Estaba más o menos acostumbrado a la idea de que en cualquier momento podría sufrir un accidente, como cualquier jugador de hockey; pero esto, que parecía un desorden de tipo nervioso, quebrantaba su moral.

Apretó ambos puños con fuerza. El temblor cesó y el muchacho experimentó un gran alivio. El Cazador sabía que nunca podría enfrentar con éxito a un adversario que le opusiera sus propios músculos.

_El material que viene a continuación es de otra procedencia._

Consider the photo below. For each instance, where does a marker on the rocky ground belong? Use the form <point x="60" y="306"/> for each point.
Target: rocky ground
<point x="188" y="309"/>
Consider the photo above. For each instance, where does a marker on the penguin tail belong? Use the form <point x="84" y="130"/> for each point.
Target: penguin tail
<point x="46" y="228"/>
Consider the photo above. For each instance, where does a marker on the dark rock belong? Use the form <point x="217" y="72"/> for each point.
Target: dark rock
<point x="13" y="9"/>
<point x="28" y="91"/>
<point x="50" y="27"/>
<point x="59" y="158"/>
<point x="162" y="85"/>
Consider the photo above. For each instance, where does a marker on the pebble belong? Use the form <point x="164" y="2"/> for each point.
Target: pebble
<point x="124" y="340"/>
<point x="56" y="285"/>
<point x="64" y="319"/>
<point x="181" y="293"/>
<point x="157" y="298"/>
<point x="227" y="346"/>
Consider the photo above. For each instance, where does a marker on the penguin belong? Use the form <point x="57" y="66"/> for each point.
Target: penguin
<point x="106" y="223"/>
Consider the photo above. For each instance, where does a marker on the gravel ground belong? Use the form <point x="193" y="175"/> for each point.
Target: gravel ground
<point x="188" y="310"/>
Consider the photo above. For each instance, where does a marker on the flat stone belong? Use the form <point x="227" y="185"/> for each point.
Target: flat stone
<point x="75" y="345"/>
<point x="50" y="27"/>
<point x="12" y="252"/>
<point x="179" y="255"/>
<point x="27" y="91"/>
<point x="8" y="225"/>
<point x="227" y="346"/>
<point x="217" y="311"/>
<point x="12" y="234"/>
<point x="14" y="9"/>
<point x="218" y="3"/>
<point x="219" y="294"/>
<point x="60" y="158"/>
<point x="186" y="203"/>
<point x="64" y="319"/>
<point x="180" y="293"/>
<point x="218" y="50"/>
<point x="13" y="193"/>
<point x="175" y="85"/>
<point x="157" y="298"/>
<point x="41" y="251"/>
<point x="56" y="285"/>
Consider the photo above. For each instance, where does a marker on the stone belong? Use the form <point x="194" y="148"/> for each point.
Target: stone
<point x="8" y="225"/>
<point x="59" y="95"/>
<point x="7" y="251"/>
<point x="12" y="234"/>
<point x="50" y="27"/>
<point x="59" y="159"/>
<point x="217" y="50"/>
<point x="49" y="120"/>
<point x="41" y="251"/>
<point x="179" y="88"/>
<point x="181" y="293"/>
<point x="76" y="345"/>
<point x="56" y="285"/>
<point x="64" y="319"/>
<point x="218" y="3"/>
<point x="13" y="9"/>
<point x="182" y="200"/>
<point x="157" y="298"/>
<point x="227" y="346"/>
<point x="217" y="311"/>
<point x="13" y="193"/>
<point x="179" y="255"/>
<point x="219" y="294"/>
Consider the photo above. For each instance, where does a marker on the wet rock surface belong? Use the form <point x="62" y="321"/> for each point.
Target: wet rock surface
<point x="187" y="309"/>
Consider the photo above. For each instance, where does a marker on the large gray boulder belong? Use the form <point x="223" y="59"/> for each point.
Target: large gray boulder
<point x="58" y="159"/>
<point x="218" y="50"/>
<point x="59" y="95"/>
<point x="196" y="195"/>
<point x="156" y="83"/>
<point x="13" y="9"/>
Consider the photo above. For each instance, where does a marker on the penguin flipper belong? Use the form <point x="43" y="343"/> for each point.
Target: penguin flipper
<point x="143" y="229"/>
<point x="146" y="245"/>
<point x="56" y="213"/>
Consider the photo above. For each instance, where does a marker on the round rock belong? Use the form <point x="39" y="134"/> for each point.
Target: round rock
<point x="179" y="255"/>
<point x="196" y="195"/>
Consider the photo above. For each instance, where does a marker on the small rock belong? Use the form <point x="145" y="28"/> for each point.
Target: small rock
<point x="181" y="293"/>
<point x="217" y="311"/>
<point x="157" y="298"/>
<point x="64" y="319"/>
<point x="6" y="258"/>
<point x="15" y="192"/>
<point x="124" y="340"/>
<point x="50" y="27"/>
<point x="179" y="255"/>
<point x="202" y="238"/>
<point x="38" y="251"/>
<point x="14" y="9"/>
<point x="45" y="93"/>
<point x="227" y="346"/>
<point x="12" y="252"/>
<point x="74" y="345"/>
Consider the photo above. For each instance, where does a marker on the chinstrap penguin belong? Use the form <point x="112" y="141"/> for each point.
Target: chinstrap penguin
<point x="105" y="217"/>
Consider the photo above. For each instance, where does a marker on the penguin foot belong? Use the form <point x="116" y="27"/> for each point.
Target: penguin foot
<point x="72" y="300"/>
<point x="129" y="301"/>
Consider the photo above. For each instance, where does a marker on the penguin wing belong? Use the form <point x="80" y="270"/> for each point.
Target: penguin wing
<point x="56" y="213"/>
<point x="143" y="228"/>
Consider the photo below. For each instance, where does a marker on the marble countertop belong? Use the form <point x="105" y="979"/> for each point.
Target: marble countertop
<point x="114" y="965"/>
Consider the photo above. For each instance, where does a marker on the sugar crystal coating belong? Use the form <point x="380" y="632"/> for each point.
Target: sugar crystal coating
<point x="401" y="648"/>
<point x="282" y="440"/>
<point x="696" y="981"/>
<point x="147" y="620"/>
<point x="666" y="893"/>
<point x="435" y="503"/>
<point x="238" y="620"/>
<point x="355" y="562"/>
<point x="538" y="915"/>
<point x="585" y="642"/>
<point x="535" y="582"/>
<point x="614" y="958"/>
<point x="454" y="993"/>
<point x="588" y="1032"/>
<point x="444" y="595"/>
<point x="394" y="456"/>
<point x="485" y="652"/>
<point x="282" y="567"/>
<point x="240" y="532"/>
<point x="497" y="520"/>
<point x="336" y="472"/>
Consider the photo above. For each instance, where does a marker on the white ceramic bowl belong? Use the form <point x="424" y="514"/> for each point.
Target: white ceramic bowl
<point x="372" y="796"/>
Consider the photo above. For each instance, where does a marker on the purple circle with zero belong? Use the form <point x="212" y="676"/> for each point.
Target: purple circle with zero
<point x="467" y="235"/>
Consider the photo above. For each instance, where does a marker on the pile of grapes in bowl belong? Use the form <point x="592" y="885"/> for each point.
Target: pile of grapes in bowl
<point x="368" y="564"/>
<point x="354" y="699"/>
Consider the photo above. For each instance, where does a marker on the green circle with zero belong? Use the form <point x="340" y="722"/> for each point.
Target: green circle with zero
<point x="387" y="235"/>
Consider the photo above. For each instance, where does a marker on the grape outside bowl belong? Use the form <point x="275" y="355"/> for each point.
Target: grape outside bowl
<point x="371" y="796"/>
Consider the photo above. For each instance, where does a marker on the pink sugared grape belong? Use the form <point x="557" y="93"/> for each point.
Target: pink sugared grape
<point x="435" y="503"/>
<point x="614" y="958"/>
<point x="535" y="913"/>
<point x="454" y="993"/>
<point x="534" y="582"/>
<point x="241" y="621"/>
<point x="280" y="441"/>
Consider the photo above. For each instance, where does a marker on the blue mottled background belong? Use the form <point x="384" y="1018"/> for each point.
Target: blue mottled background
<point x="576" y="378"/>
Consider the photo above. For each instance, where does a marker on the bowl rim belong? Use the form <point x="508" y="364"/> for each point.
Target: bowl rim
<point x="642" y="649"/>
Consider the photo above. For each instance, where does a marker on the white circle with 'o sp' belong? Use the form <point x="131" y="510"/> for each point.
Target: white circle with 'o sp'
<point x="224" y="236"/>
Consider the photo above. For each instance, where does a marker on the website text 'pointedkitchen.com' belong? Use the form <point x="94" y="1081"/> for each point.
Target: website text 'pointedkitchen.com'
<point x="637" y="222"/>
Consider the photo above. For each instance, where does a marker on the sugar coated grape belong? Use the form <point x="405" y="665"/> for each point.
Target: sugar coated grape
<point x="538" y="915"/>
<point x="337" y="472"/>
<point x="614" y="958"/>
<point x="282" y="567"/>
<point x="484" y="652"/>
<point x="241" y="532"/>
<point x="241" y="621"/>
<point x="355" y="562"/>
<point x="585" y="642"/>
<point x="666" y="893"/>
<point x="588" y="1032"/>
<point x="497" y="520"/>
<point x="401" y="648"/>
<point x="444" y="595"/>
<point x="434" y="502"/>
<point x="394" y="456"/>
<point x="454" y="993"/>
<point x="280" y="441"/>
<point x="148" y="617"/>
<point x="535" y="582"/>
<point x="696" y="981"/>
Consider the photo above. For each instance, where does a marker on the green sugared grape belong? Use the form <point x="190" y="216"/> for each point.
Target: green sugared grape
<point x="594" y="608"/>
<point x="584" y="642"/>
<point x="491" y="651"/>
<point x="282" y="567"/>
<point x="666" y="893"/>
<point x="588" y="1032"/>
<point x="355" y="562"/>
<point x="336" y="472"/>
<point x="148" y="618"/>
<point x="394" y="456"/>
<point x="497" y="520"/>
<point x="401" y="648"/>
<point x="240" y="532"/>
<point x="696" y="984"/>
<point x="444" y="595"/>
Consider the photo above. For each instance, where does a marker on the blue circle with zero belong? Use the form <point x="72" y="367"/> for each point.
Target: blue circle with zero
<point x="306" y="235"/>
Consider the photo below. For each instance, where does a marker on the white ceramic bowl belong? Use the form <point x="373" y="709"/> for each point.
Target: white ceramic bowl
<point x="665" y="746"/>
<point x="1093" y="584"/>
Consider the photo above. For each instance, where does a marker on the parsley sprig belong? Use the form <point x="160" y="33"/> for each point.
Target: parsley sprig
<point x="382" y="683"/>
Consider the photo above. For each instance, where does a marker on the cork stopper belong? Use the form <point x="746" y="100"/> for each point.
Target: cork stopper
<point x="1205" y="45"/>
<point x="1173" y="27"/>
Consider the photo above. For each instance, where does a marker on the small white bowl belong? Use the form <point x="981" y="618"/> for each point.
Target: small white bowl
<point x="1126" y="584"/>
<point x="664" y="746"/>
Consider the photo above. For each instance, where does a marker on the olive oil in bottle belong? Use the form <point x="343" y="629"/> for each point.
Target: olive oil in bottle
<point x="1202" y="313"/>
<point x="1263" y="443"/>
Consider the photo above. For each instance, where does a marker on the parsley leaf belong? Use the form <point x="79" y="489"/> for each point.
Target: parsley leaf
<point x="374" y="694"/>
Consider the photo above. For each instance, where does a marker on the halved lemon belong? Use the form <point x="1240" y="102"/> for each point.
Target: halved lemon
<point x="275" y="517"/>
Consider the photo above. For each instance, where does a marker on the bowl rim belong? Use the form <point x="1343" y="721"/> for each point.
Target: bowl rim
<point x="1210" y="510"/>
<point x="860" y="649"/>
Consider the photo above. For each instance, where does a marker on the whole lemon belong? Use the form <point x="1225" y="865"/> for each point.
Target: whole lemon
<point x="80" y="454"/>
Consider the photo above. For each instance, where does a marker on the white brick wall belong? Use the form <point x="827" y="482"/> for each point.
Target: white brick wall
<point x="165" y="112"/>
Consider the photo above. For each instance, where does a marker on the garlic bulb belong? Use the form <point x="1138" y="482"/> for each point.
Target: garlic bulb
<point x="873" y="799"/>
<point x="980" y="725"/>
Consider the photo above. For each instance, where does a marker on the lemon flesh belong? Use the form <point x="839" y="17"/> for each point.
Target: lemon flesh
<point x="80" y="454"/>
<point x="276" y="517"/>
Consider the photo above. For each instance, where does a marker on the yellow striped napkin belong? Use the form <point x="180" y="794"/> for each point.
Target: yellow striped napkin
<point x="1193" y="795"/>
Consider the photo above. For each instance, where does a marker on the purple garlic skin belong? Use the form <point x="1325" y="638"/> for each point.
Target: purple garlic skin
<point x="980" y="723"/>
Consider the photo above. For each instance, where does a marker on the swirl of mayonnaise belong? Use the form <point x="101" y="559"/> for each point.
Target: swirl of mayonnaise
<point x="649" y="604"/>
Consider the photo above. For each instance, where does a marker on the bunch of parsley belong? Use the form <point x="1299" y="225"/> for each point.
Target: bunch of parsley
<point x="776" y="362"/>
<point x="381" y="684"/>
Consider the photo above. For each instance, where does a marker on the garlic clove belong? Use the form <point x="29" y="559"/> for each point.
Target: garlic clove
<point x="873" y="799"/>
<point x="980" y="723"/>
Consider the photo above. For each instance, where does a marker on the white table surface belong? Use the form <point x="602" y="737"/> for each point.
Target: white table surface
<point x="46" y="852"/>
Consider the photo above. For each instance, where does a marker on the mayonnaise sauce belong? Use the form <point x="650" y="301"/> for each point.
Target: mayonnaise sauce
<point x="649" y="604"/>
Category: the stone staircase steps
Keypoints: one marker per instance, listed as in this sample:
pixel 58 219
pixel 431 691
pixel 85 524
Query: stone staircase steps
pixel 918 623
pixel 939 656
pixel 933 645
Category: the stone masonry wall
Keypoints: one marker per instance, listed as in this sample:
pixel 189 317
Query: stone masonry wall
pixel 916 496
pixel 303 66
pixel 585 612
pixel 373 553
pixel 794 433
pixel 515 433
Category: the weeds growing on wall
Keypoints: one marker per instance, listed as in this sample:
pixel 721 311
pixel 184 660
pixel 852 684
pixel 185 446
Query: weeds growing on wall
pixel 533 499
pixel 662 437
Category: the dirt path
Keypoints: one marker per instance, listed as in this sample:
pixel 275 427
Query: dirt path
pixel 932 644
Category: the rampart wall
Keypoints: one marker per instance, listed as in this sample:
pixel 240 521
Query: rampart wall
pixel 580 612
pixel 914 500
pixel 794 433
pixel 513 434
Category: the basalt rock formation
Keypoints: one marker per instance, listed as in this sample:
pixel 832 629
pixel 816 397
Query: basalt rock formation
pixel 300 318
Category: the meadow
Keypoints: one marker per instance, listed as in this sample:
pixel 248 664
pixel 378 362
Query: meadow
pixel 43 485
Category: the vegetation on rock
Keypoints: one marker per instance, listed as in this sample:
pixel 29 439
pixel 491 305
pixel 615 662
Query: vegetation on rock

Sin embargo, cuando los puños se aflojaron prudentemente un rato después, el detective hizo otro intento. Esta vez fué en los músculos del brazo y del pecho: pensó que de ese modo conseguiría que las manos del joven volvieran a posarse sobre el teclado. Bob, semidesmayado de susto, se levantó bruscamente, empujando la silla contra la cama de su compañero de pieza. El Cazador podía depositar mayor cantidad de su sustancia corporal alrededor de los músculos de mayor tamaño. La contracción involuntaria que acababa de efectuar había sido perceptible para el muchacho. Bob se hallaba muy afligido. Permanecía inmóvil, tratando de tomar una decisión.